In the event that personal data about you is (no longer) accurate or incomplete, you may request that this data be corrected and, if necessary, completed (Art. 16 GDPR).

If the legal requirements are met, you can demand that your personal data be erased (Art. 17 GDPR) or that the processing of this data be restricted (Art. 18 DSGVO). However, the right to erasure pursuant to Art. 17 (1) and (2) GDPR does not apply, inter alia, if the processing of personal data is necessary for the performance of a task carried out in the public interest or in the exercise of official authority or in the exercise of official authority vested (Art. 17 para. 3 letter b GDPR).

If you have given your consent to the processing, you have the right to withdrawal it at any time. The withdrawal will only take effect in the future; this means that the withdrawal does not affect the lawfulness of the processing operations carried out on the basis of the consent up to the withdrawal.

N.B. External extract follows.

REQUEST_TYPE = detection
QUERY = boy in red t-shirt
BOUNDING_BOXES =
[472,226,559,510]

For reasons arising from your particular situation, you may also object to the processing of your personal data by us at any time (Art. 21 GDPR). If the legal requirements are met, we will subsequently no longer process your personal data.

Insofar as you have consented to the processing of your personal data or have agreed to the performance of the contract and the data processing is carried out automated , you may be entitled to data portability (Art. 20 GDPR).

You have the right to lodge a complaint to a supervisory authority within the meaning of Art. 51 GDPR about the processing of your personal data. The responsible supervisory authority for Bavarian public authorities is the Bavarian Data Protection Commissioner, Wagmüllerstraße 18, 80538 Munich.